The Gospel for Monday of Holy Week gives us a domestic scene, Jesus at home, as it were, with his friends Mary, Martha and Lazarus. It seems that when Jesus came to Jerusalem on pilgrimage that he would at least visit, if not stay with, his friends at Bethany, just two miles from the holy city. 

Mary anoints Jesus with costly nard, and the entire house is filled with the fragrance. Judas objects; Jesus explains that it is in anticipation of His death, now just days away. 

Commenting on the fragrance that filled the house, St. Augustine wrote, “The world is filled with the fame of a good character: for a good character is like a sweet scent. … Through the good, the name of the Lord is honored” (In Io. Evang. tr. 50, 7). 

The primary “good character” at Bethany was the Lord Jesus Himself. It was also the home of a holy family, Mary, Martha and Lazarus. Their holiness filled the house with a sweet scent, too.

Jesus was at home at Bethany. Surely it reminded Him of the home in Nazareth, where the Holy Family dwelt together in the sweet scent of holiness. It was St. Joseph who provided that holy home for Jesus there, as had beforehand in Egypt and Bethlehem. 

It was Joseph who provided for Jesus and Mary the experience of what would be later be called a “domestic church” – a family in which God is happy to “pitch his tent” (John 1:14). In these last days before His passion, Jesus enjoys at Bethany what He lived for so many years in Nazareth.
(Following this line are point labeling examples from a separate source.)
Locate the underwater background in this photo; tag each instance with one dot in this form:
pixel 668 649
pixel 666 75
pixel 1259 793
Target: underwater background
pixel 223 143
Perhaps He feels in particular the absence of Joseph, whose own fragrance Jesus learned as an infant, a fragrance He would acquire as He grew in wisdom and stature (cf. Luke 2:52).

The perfumed nard that Mary lavishes upon Jesus is another shadow of Joseph. One of the saint’s symbols is the spikenard, sometime depicted as flowering upon his staff. Pope Francis has a spikenard on his papal coat-of-arms to represent St. Joseph. 

Did the anointing with nard remind Jesus of the stories that St. Joseph told Jesus about His birth, and the visit of the Magi? How strange that they would give a little baby – a newborn king no less! – myrrh (Matthew 2:11), which is used to prepare bodies for death. On the cross, myrrh would be mixed with wine and offered to Jesus (cf. Mark 15:23), and Nicodemus would bring a hundred pounds of myrrh and aloes for the burial (John 19:39).

The fragrance that fills the house is the joy of gospel fellowship – and a foretaste of death. Jesus experiences both together now in Bethany; Joseph first experienced them together in Bethlehem.